Producer Joshua Otieno attributes the thriving online music to artistes’ ability to adjust to the changing times. “Benga as it were, may have targeted the older generation and in the process locked out the youth hence its dwindling fortunes. Current ohangla musicians are young and tech savvy. That explains their huge following online,” Otieno says.
Prince Indah, (pictured) whose real name is Evans Ochieng’, has particularly tapped into this emerging lacuna.
Fans accredit him with giving ohangla a new meaning by transforming it from a measured Luo Nyanza traditional recital reserved for the old guard to a bubbly modern genre enjoyed by the youth.

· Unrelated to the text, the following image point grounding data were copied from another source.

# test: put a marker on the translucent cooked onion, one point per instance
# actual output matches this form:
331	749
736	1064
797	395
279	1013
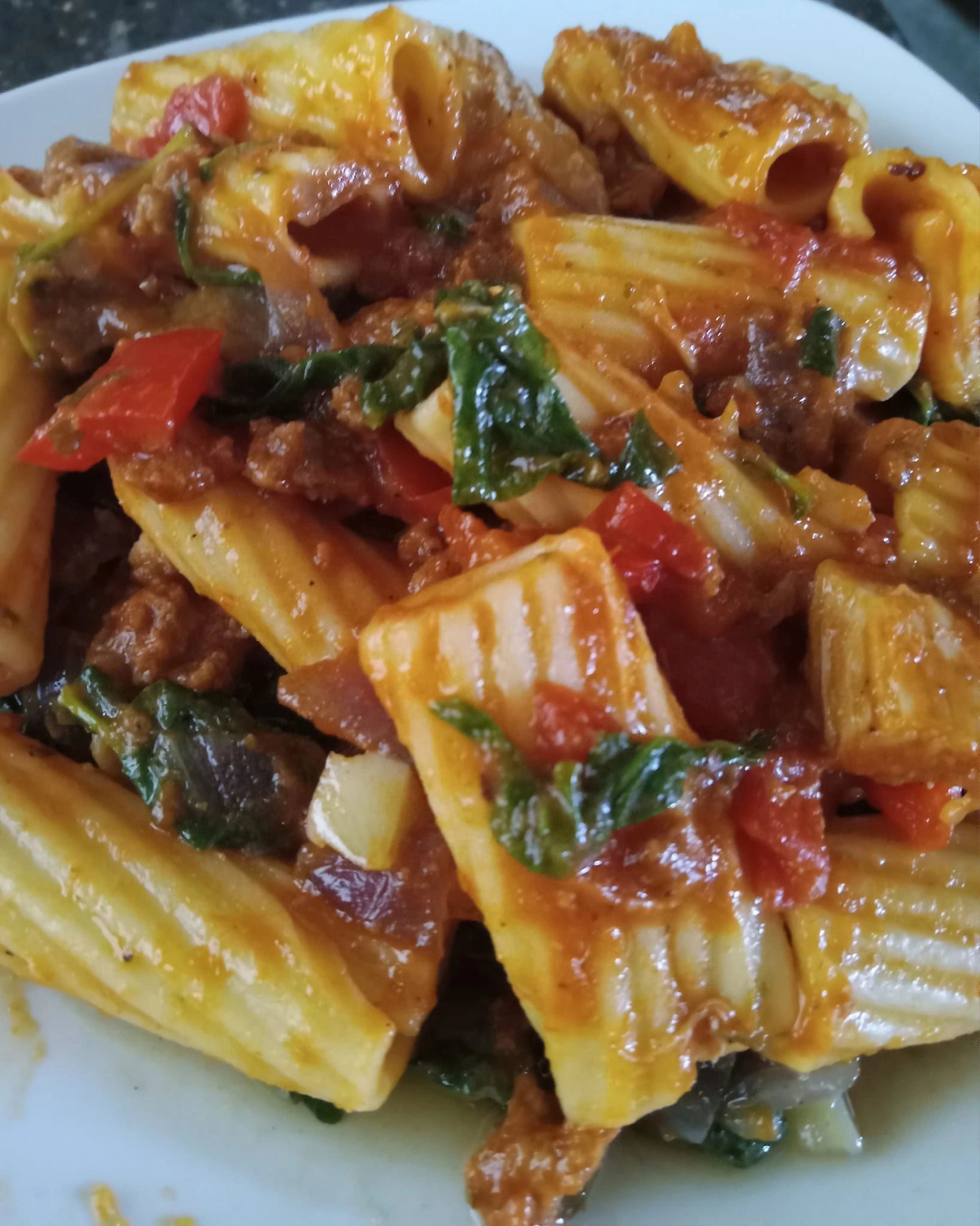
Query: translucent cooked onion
826	1127
781	1088
691	1117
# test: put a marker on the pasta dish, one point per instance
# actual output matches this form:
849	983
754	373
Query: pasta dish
490	585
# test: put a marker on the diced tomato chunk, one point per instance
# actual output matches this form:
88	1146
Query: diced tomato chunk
643	540
410	487
136	402
778	817
217	106
915	809
566	724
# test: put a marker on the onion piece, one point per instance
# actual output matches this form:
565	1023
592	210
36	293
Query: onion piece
691	1117
774	1085
826	1127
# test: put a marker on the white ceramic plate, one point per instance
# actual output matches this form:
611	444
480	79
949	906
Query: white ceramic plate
173	1133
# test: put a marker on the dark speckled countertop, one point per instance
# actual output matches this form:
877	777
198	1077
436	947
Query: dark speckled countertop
42	37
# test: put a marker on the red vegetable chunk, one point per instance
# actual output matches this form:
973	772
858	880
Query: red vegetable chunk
216	107
778	815
915	809
643	541
136	402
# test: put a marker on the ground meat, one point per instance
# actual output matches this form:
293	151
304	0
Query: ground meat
165	630
796	416
319	460
423	551
199	460
533	1163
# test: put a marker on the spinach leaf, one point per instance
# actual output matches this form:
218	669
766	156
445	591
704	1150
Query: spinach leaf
512	426
801	498
203	763
918	402
202	274
323	1110
445	222
552	824
741	1152
417	372
470	1076
818	350
275	388
645	459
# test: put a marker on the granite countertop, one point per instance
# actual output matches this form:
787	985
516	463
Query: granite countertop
43	38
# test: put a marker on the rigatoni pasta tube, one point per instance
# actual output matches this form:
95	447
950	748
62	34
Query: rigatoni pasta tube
932	211
384	87
645	292
897	675
715	490
221	953
724	132
626	1000
26	515
891	954
299	584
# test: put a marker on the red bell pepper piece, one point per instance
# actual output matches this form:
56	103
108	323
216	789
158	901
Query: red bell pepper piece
136	402
410	487
643	540
914	808
566	724
778	817
216	107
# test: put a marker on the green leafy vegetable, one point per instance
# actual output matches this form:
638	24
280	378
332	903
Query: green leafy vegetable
323	1110
202	274
645	459
418	371
818	350
275	388
801	498
741	1152
918	402
512	426
445	222
202	763
551	824
470	1076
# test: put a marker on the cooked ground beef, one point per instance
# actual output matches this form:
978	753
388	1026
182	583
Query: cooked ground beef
165	630
535	1160
319	460
199	460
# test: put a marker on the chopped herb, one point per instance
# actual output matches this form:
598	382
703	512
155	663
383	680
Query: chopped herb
918	402
470	1076
512	426
552	824
275	388
449	223
202	761
202	274
417	372
323	1110
801	498
818	350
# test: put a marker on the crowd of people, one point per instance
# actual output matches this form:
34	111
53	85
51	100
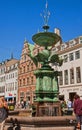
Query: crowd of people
75	106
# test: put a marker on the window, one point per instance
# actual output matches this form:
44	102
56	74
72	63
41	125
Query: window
32	80
66	76
71	57
27	67
72	76
65	58
20	82
78	75
27	80
32	66
61	78
23	81
77	54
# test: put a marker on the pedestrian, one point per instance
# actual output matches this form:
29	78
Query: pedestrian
78	110
3	112
69	104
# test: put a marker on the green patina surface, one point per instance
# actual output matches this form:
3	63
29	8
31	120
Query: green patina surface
47	89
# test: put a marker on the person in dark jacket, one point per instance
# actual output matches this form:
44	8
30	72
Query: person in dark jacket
77	110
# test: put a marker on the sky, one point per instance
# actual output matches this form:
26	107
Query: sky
21	19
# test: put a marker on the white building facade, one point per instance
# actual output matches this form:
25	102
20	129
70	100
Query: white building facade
9	79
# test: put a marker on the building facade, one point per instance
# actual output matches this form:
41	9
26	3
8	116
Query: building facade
70	79
9	79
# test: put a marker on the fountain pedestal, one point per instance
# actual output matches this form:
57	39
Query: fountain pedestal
48	109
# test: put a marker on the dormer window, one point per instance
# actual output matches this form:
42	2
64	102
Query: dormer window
80	40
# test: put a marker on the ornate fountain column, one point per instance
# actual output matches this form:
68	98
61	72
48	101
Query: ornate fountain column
47	90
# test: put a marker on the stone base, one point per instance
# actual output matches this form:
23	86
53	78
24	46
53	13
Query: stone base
48	109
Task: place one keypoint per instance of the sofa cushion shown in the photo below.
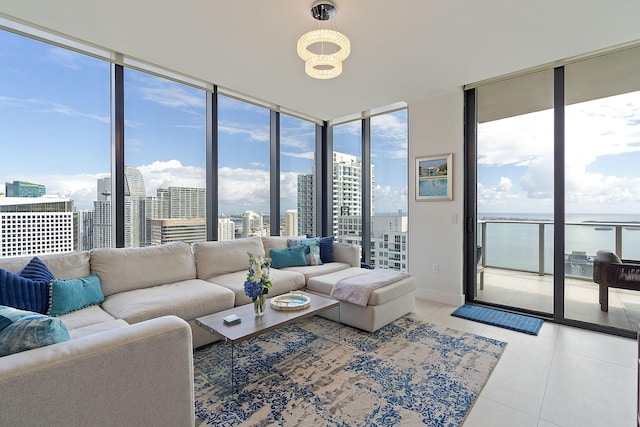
(73, 294)
(289, 257)
(326, 248)
(125, 269)
(324, 284)
(62, 266)
(318, 270)
(87, 316)
(22, 293)
(283, 282)
(24, 330)
(98, 328)
(187, 299)
(274, 242)
(216, 258)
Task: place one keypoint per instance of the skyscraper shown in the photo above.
(24, 189)
(134, 208)
(347, 193)
(32, 226)
(306, 204)
(291, 223)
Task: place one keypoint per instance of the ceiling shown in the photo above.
(405, 51)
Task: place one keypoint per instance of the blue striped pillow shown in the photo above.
(22, 293)
(36, 270)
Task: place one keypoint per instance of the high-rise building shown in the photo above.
(176, 203)
(388, 239)
(347, 193)
(101, 232)
(104, 189)
(134, 208)
(24, 189)
(226, 229)
(291, 223)
(306, 204)
(84, 231)
(252, 225)
(177, 230)
(36, 226)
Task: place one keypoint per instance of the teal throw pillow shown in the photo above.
(73, 294)
(326, 248)
(289, 257)
(312, 249)
(24, 330)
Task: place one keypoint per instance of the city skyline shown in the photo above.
(164, 133)
(602, 153)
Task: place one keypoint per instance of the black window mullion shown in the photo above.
(366, 190)
(212, 165)
(558, 196)
(117, 156)
(275, 173)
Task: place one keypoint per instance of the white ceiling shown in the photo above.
(401, 51)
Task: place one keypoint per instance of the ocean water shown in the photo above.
(515, 245)
(433, 187)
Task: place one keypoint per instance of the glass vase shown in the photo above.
(258, 305)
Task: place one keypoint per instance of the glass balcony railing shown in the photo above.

Perhaps determined to snatch the controls from ohangla big names such as Emma Jalamo, Onyi Papa Jey, Osogo Winyo and Tony Nyadundo, Prince Inda last week pulled yet another first. He went Afro-rhumba. The Malaika band leader unveiled a Swahili masterpiece which he uses to expand his fan base.
“I have just but diversified to expand my fan base,” Indah told Sunday Standard.
His albums are Cinderella, Tenda wema nenda zako, Weche hera (Love matter) among others. A fifth album titled Siku ya Kwanza (The first day), an afro-rhumba piece is due for launch soon.
Inda, 26, who started his career as an instrumentalist with Emma Jalamo, says the success secret is to look at music a business rather than a talent. His band, he says, employs 22 people.